It is established in English law that a successful party in arbitration or litigation may recover the reasonable costs it incurs in pursuing its case. Subject to the discretion of the court or arbitrator, the costs which would normally be recoverable would be the reasonable expenditure of the successful party on lawyers and external advisers for the purpose of conducting the case. These would include the fees of solicitors and expert witnesses, the expenses of witnesses of fact and the party's own disbursements in travelling, copying documents and the like.
More controversial, however, has been the recovery of the successful party's direct costs incurred in connection with using its own employed staff to prepare material for the case.
In arbitration an uncertain process has evolved whereby a successful party may recover the costs of a claims consultant or solicitor engaged to prepare and present its case, but may not be able to recover the costs of its own engineering or surveying staff engaged upon the same purpose. Exceptions to this general statement must be given, however.
In the 1969 case of Nossen's Letter Patent the claimant was entitled to recover the costs of its own specialist employees, where it was held that these individuals were the most suitable or convenient experts to employ in the role of expert witness. The salaries of the staff involved and their out of pocket expenses were allowable as costs, but no overhead or profit was permitted on the basis that these were not occasioned by the litigation.
There is of course a fine line between a party's employee engaged as an expert witness and an "expert" employee engaged in assembling the factual evidence. In the 1984 case of Richards and Wallington (Plant Hire) Limited -v- Devon County Council, the cost of the claimant's staff, who were not acting as experts, was disallowed as a recoverable cost. In that case the judge said "Essentially what (these individuals) were doing . . . was to dig out the basic factual material which was necessary to prove the claim and on which (the expert) evidence was to rest. These two gentlemen were engaged on a factual exercise; they were certainly not independent experts; they were not, in truth, acting as experts at all and, in my judgment, these costs fall within the ordinary costs that the litigant must bear of digging out his own factual material, through his own employees, to prove his own case".

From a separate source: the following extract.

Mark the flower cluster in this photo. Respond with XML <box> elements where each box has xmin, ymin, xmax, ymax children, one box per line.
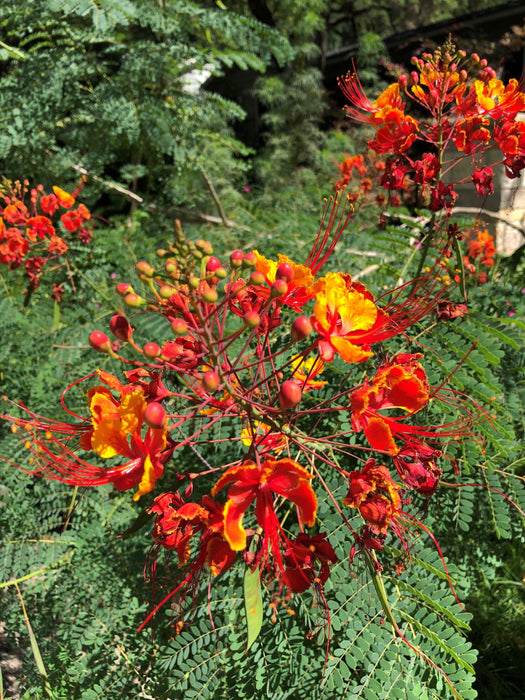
<box><xmin>338</xmin><ymin>43</ymin><xmax>525</xmax><ymax>212</ymax></box>
<box><xmin>4</xmin><ymin>46</ymin><xmax>509</xmax><ymax>655</ymax></box>
<box><xmin>2</xmin><ymin>194</ymin><xmax>479</xmax><ymax>628</ymax></box>
<box><xmin>0</xmin><ymin>178</ymin><xmax>94</xmax><ymax>297</ymax></box>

This is not to say that such costs are entirely lost. It will be open to a party to seek to recover such costs as a head of damages for breach of contract. In the 1994 case of Babcock Energy Limited -v- Lodge Sturtevant Limited, evidence was adduced that Babcock had a full order book and that if its staff had not been involved in dealing with the problems created by the defendant, they would have been fully and gainfully employed elsewhere. The judge allowed this head of claim and stated "The plaintiff might have provided an alternative calculation by reference to the additional costs to them of employing others, but I do not consider that they are obliged to do so if they can satisfactorily demonstrate the costs to them of time unnecessarily spent and therefore lost".

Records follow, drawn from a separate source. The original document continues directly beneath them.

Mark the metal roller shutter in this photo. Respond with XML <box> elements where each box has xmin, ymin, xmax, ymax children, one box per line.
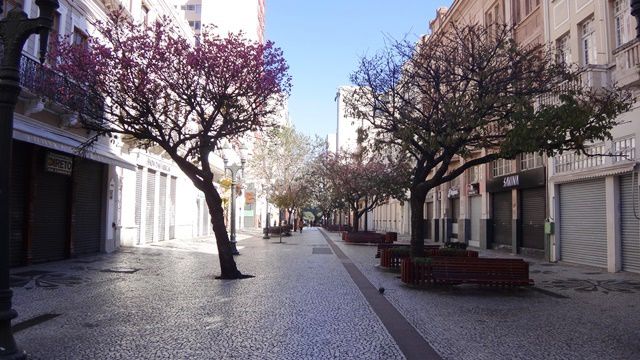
<box><xmin>620</xmin><ymin>174</ymin><xmax>640</xmax><ymax>273</ymax></box>
<box><xmin>425</xmin><ymin>202</ymin><xmax>433</xmax><ymax>240</ymax></box>
<box><xmin>145</xmin><ymin>169</ymin><xmax>156</xmax><ymax>243</ymax></box>
<box><xmin>559</xmin><ymin>179</ymin><xmax>607</xmax><ymax>268</ymax></box>
<box><xmin>470</xmin><ymin>196</ymin><xmax>482</xmax><ymax>244</ymax></box>
<box><xmin>135</xmin><ymin>166</ymin><xmax>143</xmax><ymax>244</ymax></box>
<box><xmin>169</xmin><ymin>176</ymin><xmax>176</xmax><ymax>239</ymax></box>
<box><xmin>521</xmin><ymin>187</ymin><xmax>546</xmax><ymax>250</ymax></box>
<box><xmin>158</xmin><ymin>173</ymin><xmax>167</xmax><ymax>241</ymax></box>
<box><xmin>450</xmin><ymin>198</ymin><xmax>460</xmax><ymax>240</ymax></box>
<box><xmin>10</xmin><ymin>141</ymin><xmax>29</xmax><ymax>266</ymax></box>
<box><xmin>32</xmin><ymin>149</ymin><xmax>70</xmax><ymax>263</ymax></box>
<box><xmin>72</xmin><ymin>159</ymin><xmax>104</xmax><ymax>255</ymax></box>
<box><xmin>492</xmin><ymin>191</ymin><xmax>512</xmax><ymax>246</ymax></box>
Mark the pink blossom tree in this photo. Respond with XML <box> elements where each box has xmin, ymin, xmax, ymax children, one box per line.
<box><xmin>52</xmin><ymin>12</ymin><xmax>291</xmax><ymax>279</ymax></box>
<box><xmin>319</xmin><ymin>152</ymin><xmax>410</xmax><ymax>233</ymax></box>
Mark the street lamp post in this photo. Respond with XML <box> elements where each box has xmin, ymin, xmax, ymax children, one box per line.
<box><xmin>222</xmin><ymin>147</ymin><xmax>246</xmax><ymax>255</ymax></box>
<box><xmin>0</xmin><ymin>2</ymin><xmax>59</xmax><ymax>359</ymax></box>
<box><xmin>262</xmin><ymin>184</ymin><xmax>270</xmax><ymax>239</ymax></box>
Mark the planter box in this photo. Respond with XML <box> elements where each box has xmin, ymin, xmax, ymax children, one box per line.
<box><xmin>343</xmin><ymin>231</ymin><xmax>385</xmax><ymax>243</ymax></box>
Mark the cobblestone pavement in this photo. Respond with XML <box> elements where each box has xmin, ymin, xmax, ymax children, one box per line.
<box><xmin>329</xmin><ymin>231</ymin><xmax>640</xmax><ymax>360</ymax></box>
<box><xmin>11</xmin><ymin>229</ymin><xmax>402</xmax><ymax>360</ymax></box>
<box><xmin>10</xmin><ymin>227</ymin><xmax>640</xmax><ymax>359</ymax></box>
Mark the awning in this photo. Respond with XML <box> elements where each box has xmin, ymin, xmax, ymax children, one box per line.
<box><xmin>12</xmin><ymin>114</ymin><xmax>136</xmax><ymax>170</ymax></box>
<box><xmin>549</xmin><ymin>161</ymin><xmax>637</xmax><ymax>184</ymax></box>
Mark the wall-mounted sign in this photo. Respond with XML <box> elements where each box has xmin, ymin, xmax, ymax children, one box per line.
<box><xmin>486</xmin><ymin>167</ymin><xmax>546</xmax><ymax>193</ymax></box>
<box><xmin>467</xmin><ymin>183</ymin><xmax>480</xmax><ymax>196</ymax></box>
<box><xmin>447</xmin><ymin>187</ymin><xmax>460</xmax><ymax>198</ymax></box>
<box><xmin>45</xmin><ymin>152</ymin><xmax>73</xmax><ymax>176</ymax></box>
<box><xmin>146</xmin><ymin>157</ymin><xmax>171</xmax><ymax>173</ymax></box>
<box><xmin>502</xmin><ymin>175</ymin><xmax>519</xmax><ymax>188</ymax></box>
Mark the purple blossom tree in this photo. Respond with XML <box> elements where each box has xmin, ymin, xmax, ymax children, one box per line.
<box><xmin>52</xmin><ymin>12</ymin><xmax>291</xmax><ymax>279</ymax></box>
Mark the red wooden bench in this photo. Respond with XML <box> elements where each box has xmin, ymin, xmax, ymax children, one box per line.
<box><xmin>401</xmin><ymin>257</ymin><xmax>533</xmax><ymax>287</ymax></box>
<box><xmin>375</xmin><ymin>243</ymin><xmax>441</xmax><ymax>258</ymax></box>
<box><xmin>343</xmin><ymin>232</ymin><xmax>386</xmax><ymax>243</ymax></box>
<box><xmin>379</xmin><ymin>247</ymin><xmax>478</xmax><ymax>270</ymax></box>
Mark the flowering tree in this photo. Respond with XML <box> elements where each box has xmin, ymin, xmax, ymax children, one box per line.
<box><xmin>53</xmin><ymin>12</ymin><xmax>291</xmax><ymax>279</ymax></box>
<box><xmin>349</xmin><ymin>24</ymin><xmax>632</xmax><ymax>256</ymax></box>
<box><xmin>319</xmin><ymin>152</ymin><xmax>410</xmax><ymax>232</ymax></box>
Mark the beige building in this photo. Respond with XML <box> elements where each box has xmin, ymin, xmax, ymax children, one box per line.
<box><xmin>176</xmin><ymin>0</ymin><xmax>265</xmax><ymax>42</ymax></box>
<box><xmin>544</xmin><ymin>0</ymin><xmax>639</xmax><ymax>273</ymax></box>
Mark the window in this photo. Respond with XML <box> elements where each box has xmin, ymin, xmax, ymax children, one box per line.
<box><xmin>556</xmin><ymin>33</ymin><xmax>571</xmax><ymax>64</ymax></box>
<box><xmin>72</xmin><ymin>27</ymin><xmax>87</xmax><ymax>47</ymax></box>
<box><xmin>520</xmin><ymin>153</ymin><xmax>544</xmax><ymax>170</ymax></box>
<box><xmin>468</xmin><ymin>165</ymin><xmax>481</xmax><ymax>184</ymax></box>
<box><xmin>581</xmin><ymin>17</ymin><xmax>595</xmax><ymax>65</ymax></box>
<box><xmin>614</xmin><ymin>0</ymin><xmax>630</xmax><ymax>48</ymax></box>
<box><xmin>554</xmin><ymin>144</ymin><xmax>605</xmax><ymax>173</ymax></box>
<box><xmin>188</xmin><ymin>20</ymin><xmax>201</xmax><ymax>31</ymax></box>
<box><xmin>613</xmin><ymin>136</ymin><xmax>636</xmax><ymax>162</ymax></box>
<box><xmin>142</xmin><ymin>4</ymin><xmax>150</xmax><ymax>26</ymax></box>
<box><xmin>492</xmin><ymin>158</ymin><xmax>514</xmax><ymax>177</ymax></box>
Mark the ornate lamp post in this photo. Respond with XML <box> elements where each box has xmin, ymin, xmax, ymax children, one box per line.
<box><xmin>0</xmin><ymin>2</ymin><xmax>59</xmax><ymax>359</ymax></box>
<box><xmin>222</xmin><ymin>145</ymin><xmax>246</xmax><ymax>255</ymax></box>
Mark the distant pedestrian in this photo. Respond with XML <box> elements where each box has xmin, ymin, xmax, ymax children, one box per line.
<box><xmin>298</xmin><ymin>218</ymin><xmax>303</xmax><ymax>233</ymax></box>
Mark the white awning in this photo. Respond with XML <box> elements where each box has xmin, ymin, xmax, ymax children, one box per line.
<box><xmin>550</xmin><ymin>161</ymin><xmax>637</xmax><ymax>184</ymax></box>
<box><xmin>12</xmin><ymin>114</ymin><xmax>136</xmax><ymax>170</ymax></box>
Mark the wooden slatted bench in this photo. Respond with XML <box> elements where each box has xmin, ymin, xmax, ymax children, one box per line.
<box><xmin>375</xmin><ymin>243</ymin><xmax>441</xmax><ymax>258</ymax></box>
<box><xmin>401</xmin><ymin>257</ymin><xmax>533</xmax><ymax>287</ymax></box>
<box><xmin>379</xmin><ymin>247</ymin><xmax>478</xmax><ymax>270</ymax></box>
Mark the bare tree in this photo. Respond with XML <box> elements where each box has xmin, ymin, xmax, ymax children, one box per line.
<box><xmin>348</xmin><ymin>24</ymin><xmax>632</xmax><ymax>256</ymax></box>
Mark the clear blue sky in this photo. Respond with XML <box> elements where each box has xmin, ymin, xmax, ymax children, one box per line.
<box><xmin>265</xmin><ymin>1</ymin><xmax>446</xmax><ymax>139</ymax></box>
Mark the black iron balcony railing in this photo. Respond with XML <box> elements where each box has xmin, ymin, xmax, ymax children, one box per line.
<box><xmin>14</xmin><ymin>52</ymin><xmax>103</xmax><ymax>120</ymax></box>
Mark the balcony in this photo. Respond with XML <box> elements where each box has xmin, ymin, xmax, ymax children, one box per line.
<box><xmin>612</xmin><ymin>38</ymin><xmax>640</xmax><ymax>88</ymax></box>
<box><xmin>11</xmin><ymin>53</ymin><xmax>104</xmax><ymax>121</ymax></box>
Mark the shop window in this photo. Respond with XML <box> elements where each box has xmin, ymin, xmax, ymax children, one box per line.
<box><xmin>468</xmin><ymin>165</ymin><xmax>481</xmax><ymax>184</ymax></box>
<box><xmin>142</xmin><ymin>4</ymin><xmax>150</xmax><ymax>26</ymax></box>
<box><xmin>72</xmin><ymin>27</ymin><xmax>87</xmax><ymax>47</ymax></box>
<box><xmin>492</xmin><ymin>158</ymin><xmax>513</xmax><ymax>177</ymax></box>
<box><xmin>613</xmin><ymin>136</ymin><xmax>636</xmax><ymax>162</ymax></box>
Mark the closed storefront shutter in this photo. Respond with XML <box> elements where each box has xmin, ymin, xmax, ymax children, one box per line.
<box><xmin>170</xmin><ymin>176</ymin><xmax>177</xmax><ymax>239</ymax></box>
<box><xmin>135</xmin><ymin>166</ymin><xmax>143</xmax><ymax>244</ymax></box>
<box><xmin>559</xmin><ymin>179</ymin><xmax>607</xmax><ymax>268</ymax></box>
<box><xmin>72</xmin><ymin>159</ymin><xmax>104</xmax><ymax>255</ymax></box>
<box><xmin>492</xmin><ymin>191</ymin><xmax>512</xmax><ymax>246</ymax></box>
<box><xmin>425</xmin><ymin>202</ymin><xmax>433</xmax><ymax>240</ymax></box>
<box><xmin>521</xmin><ymin>187</ymin><xmax>546</xmax><ymax>250</ymax></box>
<box><xmin>620</xmin><ymin>174</ymin><xmax>640</xmax><ymax>273</ymax></box>
<box><xmin>10</xmin><ymin>141</ymin><xmax>30</xmax><ymax>266</ymax></box>
<box><xmin>32</xmin><ymin>150</ymin><xmax>70</xmax><ymax>263</ymax></box>
<box><xmin>450</xmin><ymin>198</ymin><xmax>460</xmax><ymax>240</ymax></box>
<box><xmin>470</xmin><ymin>196</ymin><xmax>482</xmax><ymax>244</ymax></box>
<box><xmin>158</xmin><ymin>173</ymin><xmax>167</xmax><ymax>241</ymax></box>
<box><xmin>202</xmin><ymin>199</ymin><xmax>209</xmax><ymax>236</ymax></box>
<box><xmin>145</xmin><ymin>169</ymin><xmax>156</xmax><ymax>243</ymax></box>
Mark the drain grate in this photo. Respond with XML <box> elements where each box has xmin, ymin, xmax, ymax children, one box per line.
<box><xmin>12</xmin><ymin>313</ymin><xmax>61</xmax><ymax>333</ymax></box>
<box><xmin>312</xmin><ymin>247</ymin><xmax>333</xmax><ymax>255</ymax></box>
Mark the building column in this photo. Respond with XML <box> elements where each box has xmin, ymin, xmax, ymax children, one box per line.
<box><xmin>605</xmin><ymin>176</ymin><xmax>621</xmax><ymax>272</ymax></box>
<box><xmin>512</xmin><ymin>188</ymin><xmax>521</xmax><ymax>255</ymax></box>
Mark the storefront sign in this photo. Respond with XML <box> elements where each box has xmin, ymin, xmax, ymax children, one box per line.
<box><xmin>486</xmin><ymin>167</ymin><xmax>546</xmax><ymax>193</ymax></box>
<box><xmin>145</xmin><ymin>157</ymin><xmax>171</xmax><ymax>173</ymax></box>
<box><xmin>502</xmin><ymin>175</ymin><xmax>519</xmax><ymax>188</ymax></box>
<box><xmin>45</xmin><ymin>152</ymin><xmax>73</xmax><ymax>176</ymax></box>
<box><xmin>447</xmin><ymin>187</ymin><xmax>460</xmax><ymax>198</ymax></box>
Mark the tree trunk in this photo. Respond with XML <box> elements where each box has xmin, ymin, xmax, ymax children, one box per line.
<box><xmin>352</xmin><ymin>208</ymin><xmax>360</xmax><ymax>233</ymax></box>
<box><xmin>410</xmin><ymin>187</ymin><xmax>428</xmax><ymax>258</ymax></box>
<box><xmin>204</xmin><ymin>186</ymin><xmax>244</xmax><ymax>279</ymax></box>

In March of this year, these matters were once again examined in the case of Amec Process & Energy -v- Stork Engineers & Contractors. Stork had engaged Amec as subcontractors to fabricate, construct, install and pre-commission the top side facilities for a floating production platform for the extraction and processing of crude oil from the North Sea. The contract did not progress well and lead to a lengthy litigation, in which Amec was largely successful.
Amec estimated its costs in conducting the litigation in the order of £5.7 million. Included within these costs were the costs of time spent in preparation for trial by Amec's own personnel. Amec had engaged its own personnel and agency staff to undertake much of the work involved in collating, analysing and presenting the primary and supporting evidence to be used by its expert witness. These personnel also undertook much of the preparation of the visual evidence aids, such as histograms, graphs, bar charts, photographs, tables, as-built programmes and the like.
His Honour Judge Thornton QC noted that, had this work been undertaken at greater expense and with the use of many more hours of time by legally qualified personnel employed by Amec's solicitors, this work would in principle have been recoverable. Stork argued however that, based upon the principle decided in the Richards v Wallington case, such costs were irrecoverable.
Judge Thornton noted that the Civil Procedure Rules defined recoverable costs as including "fees, charges, disbursements, expenses and remuneration . . ." Judge Thornton was satisfied that the time charges incurred by Amec in employing its own personnel fell within each of these categories of costs. In his opinion it would be contrary to the stated principles of the Civil Procedure Rules if such expenditure, which was necessarily incurred by Amec, was not recoverable.
Accordingly, subject to detailed assessment as to whether the tasks performed on an hour by hour basis were properly and reasonably incurred, Amec was entitled to recover these costs. This represents an important shift in the categories of parties' costs which may be recoverable, whether in arbitration or litigation.